Nasr spent the first seven months at the Mukhabarat prison. He was then sent to a State Security prison, where he was regularly tortured during interrogations. Throughout this time, Zayyat was trying to confirm that Nasr was in Egyptian custody. “I was looking for him in the prisons where they keep political detainees. But I found nothing,” Zayyat said. “I filed requests for information from the courts. Nothing.”
A year after Nasr’s abduction, Zayyat finally established his presence in Egypt when several Islamists detained in State Security told the lawyer that they had seen Nasr being moved around the prison. “It took one year to confirm that he was here,” Zayyat said, shaking his head. “One year! And I still didn’t receive any official word.”
In March 2004 Zayyat filed a petition at the appeals court in Cairo seeking Nasr’s release. The prosecutors filed a response, in which they sought to detain the cleric for “membership in an illegal organization”–usually a reference to the Muslim Brotherhood or Egypt’s two violent Islamist groups, Gama’a Islamiya (Islamic Group) or Islamic Jihad. Prosecutors argued that Nasr was active in the Gama’a, which helped assassinate President Anwar Sadat in 1981 and later waged a bloody seven-year campaign to topple the government. But the court did not find the evidence sufficient, and it ordered Nasr’s release. When I asked Zayyat if he had a copy of the court’s decision, he laughed, saying, “We don’t have those kinds of laws in this country.”
In April 2004 State Security agents drove Nasr to his family’s home in Alexandria. They told him to keep quiet if he wanted to stay out of prison. But Nasr immediately called his wife and friends in Milan and described his abduction in detail. He did not know that Italian prosecutors had tapped the phones at his home and mosque in Milan as part of their investigation into the CIA plot. Those wiretaps provided Italian investigators with their first full account of Nasr’s case. When word got back to Egyptian authorities that Nasr was talking, he was arrested again.
“When they brought me back to State Security, they said, ‘We warned you not to talk with anyone, but you violated our deal,'” Nasr testified. “‘So now we’re going to keep you.'”
During this second imprisonment, Nasr was held under Egypt’s emergency laws–imposed by President Hosni Mubarak soon after Sadat’s assassination and never rescinded–which allow authorities to hold anyone without charge for thirty days. But the police and intelligence agencies can renew the thirty-day period with little effort, turning it into indefinite detention. Nasr testified that he wasn’t tortured as badly during his second stint, but he was again placed in solitary. Despairing and worried that he would never be released, he twice tried to commit suicide.
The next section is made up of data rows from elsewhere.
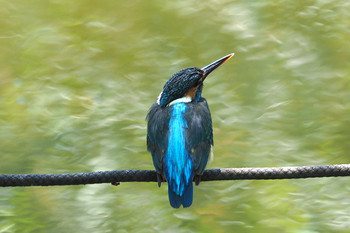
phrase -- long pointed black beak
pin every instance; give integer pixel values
(211, 67)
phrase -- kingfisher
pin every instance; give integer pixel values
(179, 132)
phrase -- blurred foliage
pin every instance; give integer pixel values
(77, 79)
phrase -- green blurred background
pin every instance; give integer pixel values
(78, 77)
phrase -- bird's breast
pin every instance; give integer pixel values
(178, 163)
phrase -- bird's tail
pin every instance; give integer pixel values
(185, 200)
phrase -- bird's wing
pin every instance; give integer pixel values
(199, 133)
(157, 134)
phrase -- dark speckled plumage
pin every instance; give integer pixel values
(179, 132)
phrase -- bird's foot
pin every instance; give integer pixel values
(197, 179)
(115, 183)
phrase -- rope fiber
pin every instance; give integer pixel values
(117, 176)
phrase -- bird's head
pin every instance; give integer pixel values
(187, 83)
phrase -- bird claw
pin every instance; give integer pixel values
(115, 183)
(197, 179)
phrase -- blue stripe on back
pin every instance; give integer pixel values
(177, 161)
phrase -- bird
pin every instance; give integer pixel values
(179, 132)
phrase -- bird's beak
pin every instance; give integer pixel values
(211, 67)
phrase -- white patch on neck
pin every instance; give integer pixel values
(158, 99)
(181, 100)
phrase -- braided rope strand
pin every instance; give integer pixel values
(117, 176)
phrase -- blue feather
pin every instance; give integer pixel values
(178, 164)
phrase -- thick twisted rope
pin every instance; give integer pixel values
(117, 176)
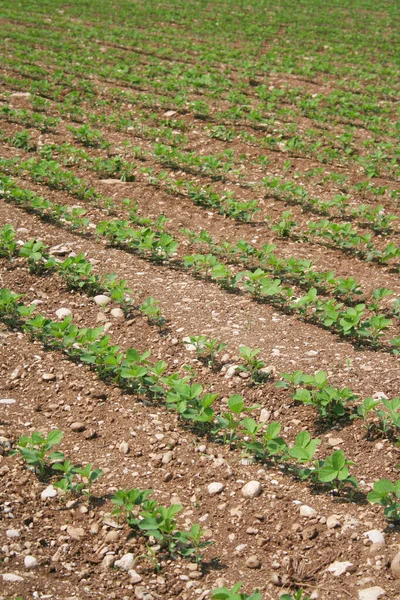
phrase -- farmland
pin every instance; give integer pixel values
(199, 300)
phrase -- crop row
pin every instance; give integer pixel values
(157, 245)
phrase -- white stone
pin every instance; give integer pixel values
(307, 511)
(63, 312)
(188, 346)
(333, 522)
(124, 448)
(215, 488)
(102, 300)
(135, 577)
(12, 578)
(30, 562)
(375, 536)
(252, 489)
(230, 371)
(338, 568)
(265, 415)
(371, 593)
(126, 562)
(49, 492)
(12, 533)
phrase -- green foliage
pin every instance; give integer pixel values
(35, 450)
(387, 494)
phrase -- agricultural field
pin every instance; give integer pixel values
(199, 300)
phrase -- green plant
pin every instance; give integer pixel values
(234, 594)
(151, 309)
(8, 244)
(35, 450)
(253, 365)
(387, 494)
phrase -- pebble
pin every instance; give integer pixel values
(395, 566)
(307, 511)
(371, 593)
(76, 533)
(253, 562)
(112, 536)
(215, 488)
(108, 561)
(252, 489)
(30, 562)
(135, 577)
(265, 415)
(12, 578)
(230, 371)
(48, 377)
(49, 492)
(12, 533)
(61, 313)
(168, 456)
(375, 536)
(78, 426)
(333, 522)
(126, 562)
(102, 300)
(338, 568)
(124, 448)
(335, 441)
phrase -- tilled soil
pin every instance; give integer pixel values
(292, 534)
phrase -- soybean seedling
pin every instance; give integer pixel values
(35, 450)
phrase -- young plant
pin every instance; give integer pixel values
(234, 593)
(253, 365)
(387, 494)
(8, 244)
(151, 309)
(35, 450)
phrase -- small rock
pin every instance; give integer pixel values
(252, 489)
(307, 511)
(253, 562)
(76, 533)
(12, 533)
(78, 426)
(7, 401)
(215, 488)
(395, 566)
(49, 492)
(101, 300)
(168, 456)
(333, 522)
(108, 561)
(62, 313)
(124, 448)
(48, 377)
(126, 562)
(112, 536)
(335, 441)
(265, 415)
(309, 533)
(371, 593)
(375, 536)
(338, 568)
(30, 562)
(230, 371)
(12, 578)
(135, 577)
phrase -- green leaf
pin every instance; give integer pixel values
(236, 403)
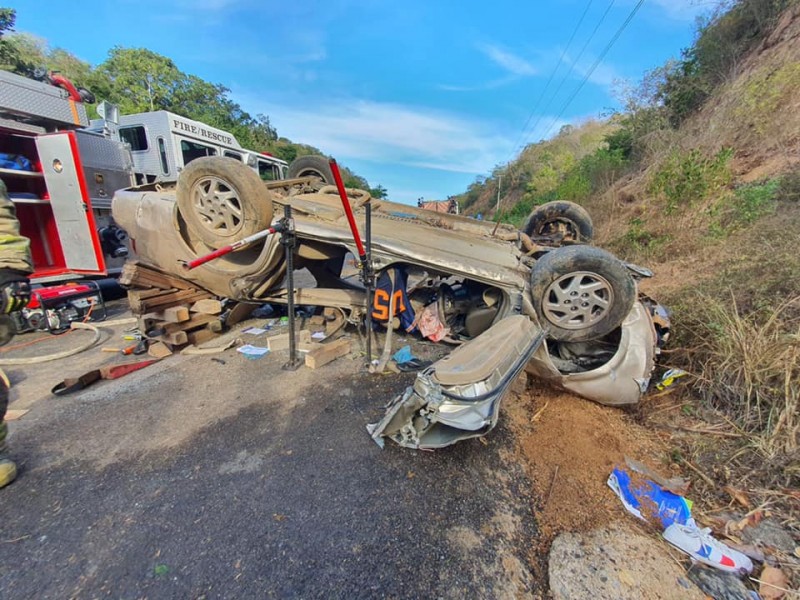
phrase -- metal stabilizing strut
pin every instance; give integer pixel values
(289, 242)
(365, 256)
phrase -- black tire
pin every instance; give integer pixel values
(581, 293)
(222, 200)
(312, 166)
(560, 217)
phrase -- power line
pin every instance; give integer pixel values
(572, 67)
(596, 64)
(549, 81)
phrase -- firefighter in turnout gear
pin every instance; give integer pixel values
(15, 291)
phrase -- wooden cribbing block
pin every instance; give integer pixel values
(327, 353)
(176, 314)
(201, 336)
(281, 341)
(196, 321)
(207, 306)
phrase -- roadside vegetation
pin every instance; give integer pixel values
(140, 80)
(698, 177)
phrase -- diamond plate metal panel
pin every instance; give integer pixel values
(39, 103)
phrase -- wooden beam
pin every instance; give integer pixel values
(327, 353)
(176, 314)
(207, 306)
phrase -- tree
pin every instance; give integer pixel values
(141, 80)
(378, 192)
(8, 17)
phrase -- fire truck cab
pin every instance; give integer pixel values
(163, 143)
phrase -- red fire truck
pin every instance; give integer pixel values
(61, 178)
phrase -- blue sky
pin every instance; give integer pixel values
(419, 96)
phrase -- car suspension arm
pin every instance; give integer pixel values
(201, 260)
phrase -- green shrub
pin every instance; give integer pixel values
(744, 206)
(687, 178)
(721, 43)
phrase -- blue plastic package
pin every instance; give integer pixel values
(649, 501)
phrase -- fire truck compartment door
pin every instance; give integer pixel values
(78, 238)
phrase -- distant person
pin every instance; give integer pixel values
(15, 291)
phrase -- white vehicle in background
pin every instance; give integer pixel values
(163, 143)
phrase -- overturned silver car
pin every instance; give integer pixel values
(540, 299)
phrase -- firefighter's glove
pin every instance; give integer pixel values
(15, 291)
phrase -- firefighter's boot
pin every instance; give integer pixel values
(8, 470)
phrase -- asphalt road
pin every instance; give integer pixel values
(194, 479)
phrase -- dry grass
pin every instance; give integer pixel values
(748, 368)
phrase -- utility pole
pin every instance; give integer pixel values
(499, 183)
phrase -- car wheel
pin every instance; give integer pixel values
(560, 217)
(581, 292)
(312, 166)
(222, 200)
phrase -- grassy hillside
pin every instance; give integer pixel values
(699, 179)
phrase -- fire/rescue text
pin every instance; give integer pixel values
(199, 131)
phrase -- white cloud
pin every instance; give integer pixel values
(201, 6)
(512, 63)
(516, 67)
(393, 134)
(684, 10)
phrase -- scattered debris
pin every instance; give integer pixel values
(159, 350)
(255, 330)
(718, 584)
(194, 350)
(668, 511)
(772, 583)
(702, 547)
(75, 384)
(281, 341)
(14, 414)
(252, 352)
(670, 378)
(648, 501)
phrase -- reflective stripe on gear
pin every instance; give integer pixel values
(15, 249)
(8, 472)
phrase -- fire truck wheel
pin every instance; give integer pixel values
(312, 166)
(222, 200)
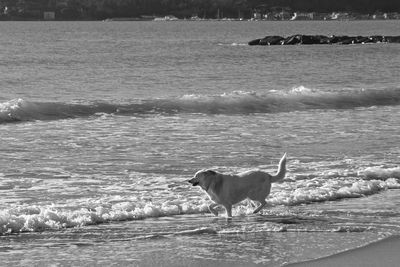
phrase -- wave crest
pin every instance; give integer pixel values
(238, 102)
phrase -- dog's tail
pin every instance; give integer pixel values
(280, 174)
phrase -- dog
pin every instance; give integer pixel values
(227, 190)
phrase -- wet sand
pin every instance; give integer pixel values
(384, 253)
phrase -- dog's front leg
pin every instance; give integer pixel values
(228, 211)
(262, 204)
(211, 208)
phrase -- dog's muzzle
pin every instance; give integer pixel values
(194, 183)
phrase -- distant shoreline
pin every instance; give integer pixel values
(194, 20)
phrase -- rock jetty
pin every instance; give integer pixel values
(300, 39)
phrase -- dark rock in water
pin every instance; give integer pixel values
(322, 39)
(255, 42)
(271, 40)
(292, 40)
(377, 39)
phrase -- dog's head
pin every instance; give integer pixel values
(203, 179)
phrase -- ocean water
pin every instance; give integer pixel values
(103, 123)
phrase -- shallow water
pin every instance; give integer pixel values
(102, 124)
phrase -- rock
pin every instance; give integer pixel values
(292, 40)
(322, 39)
(271, 40)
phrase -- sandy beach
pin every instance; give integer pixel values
(383, 253)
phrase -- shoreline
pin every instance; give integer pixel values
(384, 252)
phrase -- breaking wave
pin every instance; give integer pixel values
(297, 99)
(27, 218)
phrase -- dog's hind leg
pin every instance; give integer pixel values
(228, 211)
(262, 204)
(211, 208)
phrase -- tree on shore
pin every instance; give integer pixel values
(101, 9)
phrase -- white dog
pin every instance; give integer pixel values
(227, 190)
When Zayyat learned that his client was arrested again, he began filing monthly petitions for his release. “Every time the thirty-day period would expire, I would submit another petition,” he said. “It would say, This person is being held without charge, and there’s nothing to justify his detention.” In the end, it was one of these procedural petitions–and, undoubtedly, the growing international scandal–that won Nasr’s release.
On February 22 Nasr appeared unexpectedly at the trial of an Egyptian blogger in Alexandria [see Negar Azimi, “Bloggers Against Torture,” February 19]. In front of the TV cameras, he pulled back his sleeves to show evidence of the torture he’d endured: scars on his wrists and ankles. He said there were more scars on his stomach and other parts of his body that he was too embarrassed to show. “I don’t want any more trouble with anyone,” he said. “My body cannot bear any more prison and torture.” When journalists asked him for more details, he walked away, saying he feared going back to prison.